Chinery S A, Hinchliffe E
Delta Biotechnology Ltd., Nottingham, GB.
Curr Genet. 1989 Jul;16(1):21-5. doi: 10.1007/BF00411079.
We have constructed a set of hybrid yeast Escherichia coli vectors which utilise the site specific recombination function of the Saccharomyces cerevisiae 2 microns plasmid to completely eliminate the bacterial moiety upon introduction into yeast. A number of these plasmids have been shown to exhibit high inheritable stability in both laboratory and industrial strains during non-selective growth.
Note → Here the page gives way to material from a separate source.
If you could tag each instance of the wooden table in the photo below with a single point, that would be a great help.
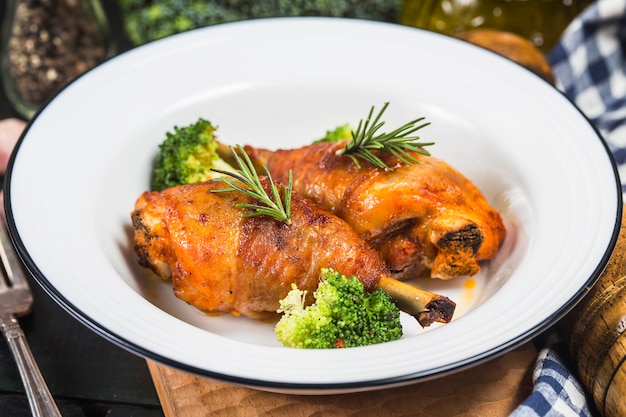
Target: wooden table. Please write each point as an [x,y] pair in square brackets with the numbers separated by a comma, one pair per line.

These plasmids are beneficial for the genetic modification of industrial yeast, particularly those used in the production of food and beverages, and are of benefit in the study of plasmid maintenance and heterologous gene expression.
我们构建了一组杂交酵母-大肠杆菌载体,这些载体利用酿酒酵母2微米质粒的位点特异性重组功能,在导入酵母后完全消除细菌部分。已证明其中一些质粒在非选择性生长期间在实验室菌株和工业菌株中均表现出高遗传稳定性。这些质粒有利于工业酵母的基因改造,特别是用于食品和饮料生产的酵母,并且在质粒维持和异源基因表达的研究中也有益处。